この映像から子どもたちは、東から昇る月を確認することができるだけでなく、学校から見える「東」という方角と建物の位置を再確認することもできます。
注意点は、月の軌道を事前に調べておくことと、カメラの画角から月が出てしまう可能性があることを見越して予備実験を何度か行う必要があります。軌道に関しては、スマートフォンの星座の位置を探すようなアプリで確認することができます。
また、沈んでいく西側を撮影することで、同様の効果も期待されます。




第5学年「天気の変化」
第5学年「天気の変化」では、春の雲は西から東へ動くことや、雲の動きと天気の変化の関係を学習します。
こちらも、理科室から見える北側の空を撮影しておくと、映像の右側が東となり雲の動きを身近な空でも確認することができます。身近な空の動きから日本の上空ではどうなのか、空間的な見方を働かせて学びを深めることができます。
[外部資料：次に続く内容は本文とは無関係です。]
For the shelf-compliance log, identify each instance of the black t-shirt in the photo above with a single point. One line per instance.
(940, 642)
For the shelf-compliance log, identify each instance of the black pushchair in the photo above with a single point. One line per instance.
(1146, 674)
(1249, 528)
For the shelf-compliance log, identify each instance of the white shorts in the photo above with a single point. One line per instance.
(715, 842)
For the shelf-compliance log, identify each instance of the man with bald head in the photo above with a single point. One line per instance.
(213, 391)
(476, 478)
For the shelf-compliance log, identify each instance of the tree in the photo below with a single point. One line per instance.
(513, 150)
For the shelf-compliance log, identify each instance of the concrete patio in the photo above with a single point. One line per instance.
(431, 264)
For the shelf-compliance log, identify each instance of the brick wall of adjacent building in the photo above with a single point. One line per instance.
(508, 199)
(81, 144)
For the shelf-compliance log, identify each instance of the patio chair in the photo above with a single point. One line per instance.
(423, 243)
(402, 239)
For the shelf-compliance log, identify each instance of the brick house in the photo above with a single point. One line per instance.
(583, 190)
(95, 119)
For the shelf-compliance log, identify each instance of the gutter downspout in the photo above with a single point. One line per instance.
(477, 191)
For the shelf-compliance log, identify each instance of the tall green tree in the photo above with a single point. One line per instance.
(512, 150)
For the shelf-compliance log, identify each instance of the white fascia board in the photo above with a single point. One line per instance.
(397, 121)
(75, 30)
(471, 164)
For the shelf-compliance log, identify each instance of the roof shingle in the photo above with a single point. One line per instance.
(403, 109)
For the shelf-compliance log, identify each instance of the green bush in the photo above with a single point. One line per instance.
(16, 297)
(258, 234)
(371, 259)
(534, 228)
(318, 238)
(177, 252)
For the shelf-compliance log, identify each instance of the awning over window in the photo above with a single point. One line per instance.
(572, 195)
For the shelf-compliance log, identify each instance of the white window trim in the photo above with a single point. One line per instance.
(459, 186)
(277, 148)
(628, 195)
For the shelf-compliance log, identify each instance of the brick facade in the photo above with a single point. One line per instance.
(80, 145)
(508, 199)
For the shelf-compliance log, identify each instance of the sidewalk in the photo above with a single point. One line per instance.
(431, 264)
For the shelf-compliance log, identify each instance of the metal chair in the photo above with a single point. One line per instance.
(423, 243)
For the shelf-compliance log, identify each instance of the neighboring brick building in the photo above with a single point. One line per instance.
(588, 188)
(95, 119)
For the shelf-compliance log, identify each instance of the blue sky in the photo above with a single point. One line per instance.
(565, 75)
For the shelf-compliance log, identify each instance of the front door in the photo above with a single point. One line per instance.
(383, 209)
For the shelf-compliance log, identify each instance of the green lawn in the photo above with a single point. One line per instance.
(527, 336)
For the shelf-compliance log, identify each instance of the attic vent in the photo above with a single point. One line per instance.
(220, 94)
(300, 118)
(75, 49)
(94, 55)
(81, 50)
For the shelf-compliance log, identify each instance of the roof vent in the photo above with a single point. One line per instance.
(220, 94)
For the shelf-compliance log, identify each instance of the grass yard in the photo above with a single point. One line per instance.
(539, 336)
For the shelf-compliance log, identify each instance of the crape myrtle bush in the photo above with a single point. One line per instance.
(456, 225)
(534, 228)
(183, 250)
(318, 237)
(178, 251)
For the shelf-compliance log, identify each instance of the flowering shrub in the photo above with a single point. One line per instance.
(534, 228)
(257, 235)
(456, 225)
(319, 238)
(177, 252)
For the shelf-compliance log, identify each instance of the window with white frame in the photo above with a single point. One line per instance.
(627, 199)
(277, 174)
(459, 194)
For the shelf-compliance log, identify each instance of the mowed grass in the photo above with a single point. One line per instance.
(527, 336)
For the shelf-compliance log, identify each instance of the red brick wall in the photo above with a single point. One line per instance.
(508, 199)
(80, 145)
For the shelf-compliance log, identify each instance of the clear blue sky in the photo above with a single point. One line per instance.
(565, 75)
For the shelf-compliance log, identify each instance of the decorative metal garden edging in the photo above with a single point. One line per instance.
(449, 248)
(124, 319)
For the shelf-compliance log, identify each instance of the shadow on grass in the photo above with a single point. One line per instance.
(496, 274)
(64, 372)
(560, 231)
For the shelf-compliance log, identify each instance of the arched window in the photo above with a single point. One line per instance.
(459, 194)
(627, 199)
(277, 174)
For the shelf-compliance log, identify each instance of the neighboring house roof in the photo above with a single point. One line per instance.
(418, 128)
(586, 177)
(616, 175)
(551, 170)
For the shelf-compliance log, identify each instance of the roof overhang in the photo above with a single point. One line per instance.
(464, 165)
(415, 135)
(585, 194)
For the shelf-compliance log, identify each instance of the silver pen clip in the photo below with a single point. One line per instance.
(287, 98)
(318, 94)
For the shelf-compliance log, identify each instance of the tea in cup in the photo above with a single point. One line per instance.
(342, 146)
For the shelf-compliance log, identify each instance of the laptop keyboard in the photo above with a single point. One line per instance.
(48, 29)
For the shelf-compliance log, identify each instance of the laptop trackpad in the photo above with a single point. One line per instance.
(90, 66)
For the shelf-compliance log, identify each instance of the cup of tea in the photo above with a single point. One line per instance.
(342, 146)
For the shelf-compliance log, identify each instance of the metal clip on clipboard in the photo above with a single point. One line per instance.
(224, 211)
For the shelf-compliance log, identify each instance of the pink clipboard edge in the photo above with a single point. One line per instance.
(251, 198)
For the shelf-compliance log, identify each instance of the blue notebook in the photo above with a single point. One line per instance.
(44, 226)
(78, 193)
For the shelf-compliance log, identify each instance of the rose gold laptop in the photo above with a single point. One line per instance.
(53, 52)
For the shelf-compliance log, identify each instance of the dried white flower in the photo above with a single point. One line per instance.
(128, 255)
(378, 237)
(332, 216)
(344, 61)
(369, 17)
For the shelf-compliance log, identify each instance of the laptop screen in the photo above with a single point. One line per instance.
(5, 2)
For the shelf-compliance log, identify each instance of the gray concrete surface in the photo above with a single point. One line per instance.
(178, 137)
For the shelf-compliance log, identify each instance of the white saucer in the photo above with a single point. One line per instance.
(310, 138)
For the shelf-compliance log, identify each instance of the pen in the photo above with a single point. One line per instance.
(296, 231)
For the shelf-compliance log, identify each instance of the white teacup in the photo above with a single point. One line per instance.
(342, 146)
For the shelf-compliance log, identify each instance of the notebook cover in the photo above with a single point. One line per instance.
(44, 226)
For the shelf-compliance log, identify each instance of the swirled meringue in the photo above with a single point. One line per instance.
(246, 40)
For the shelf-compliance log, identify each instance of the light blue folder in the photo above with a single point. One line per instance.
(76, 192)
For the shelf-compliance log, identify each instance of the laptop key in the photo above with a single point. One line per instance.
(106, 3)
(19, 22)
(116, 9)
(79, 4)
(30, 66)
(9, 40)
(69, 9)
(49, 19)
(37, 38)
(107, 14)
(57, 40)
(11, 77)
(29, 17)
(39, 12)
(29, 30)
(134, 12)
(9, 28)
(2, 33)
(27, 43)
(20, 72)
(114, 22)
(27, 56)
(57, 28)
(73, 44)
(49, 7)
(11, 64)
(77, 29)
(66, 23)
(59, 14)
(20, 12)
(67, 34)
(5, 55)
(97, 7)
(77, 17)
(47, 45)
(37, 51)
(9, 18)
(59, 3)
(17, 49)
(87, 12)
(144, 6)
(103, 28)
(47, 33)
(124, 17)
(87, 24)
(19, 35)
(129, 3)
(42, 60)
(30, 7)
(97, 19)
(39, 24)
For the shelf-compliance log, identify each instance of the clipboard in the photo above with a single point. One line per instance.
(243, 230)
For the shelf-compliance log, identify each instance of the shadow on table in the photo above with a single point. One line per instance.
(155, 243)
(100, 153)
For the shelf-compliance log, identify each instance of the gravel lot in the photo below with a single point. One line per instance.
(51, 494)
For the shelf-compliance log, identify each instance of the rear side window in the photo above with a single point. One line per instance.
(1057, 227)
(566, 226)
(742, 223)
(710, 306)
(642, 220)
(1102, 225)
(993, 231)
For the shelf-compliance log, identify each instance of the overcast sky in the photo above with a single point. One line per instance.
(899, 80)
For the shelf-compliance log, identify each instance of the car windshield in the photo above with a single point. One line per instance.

撮影時間はほんの数分から数十分でも十分に確認することができます。数日間の映像を用意することができれば、どの日も同じように動いていることから、より妥当な考えにつながります。
また、1日の中で天気が変わりそうな日には、朝から夕方まで撮影できると、天気の移り変わりと雲の色や量が変化する様子が分かる映像が手に入ります。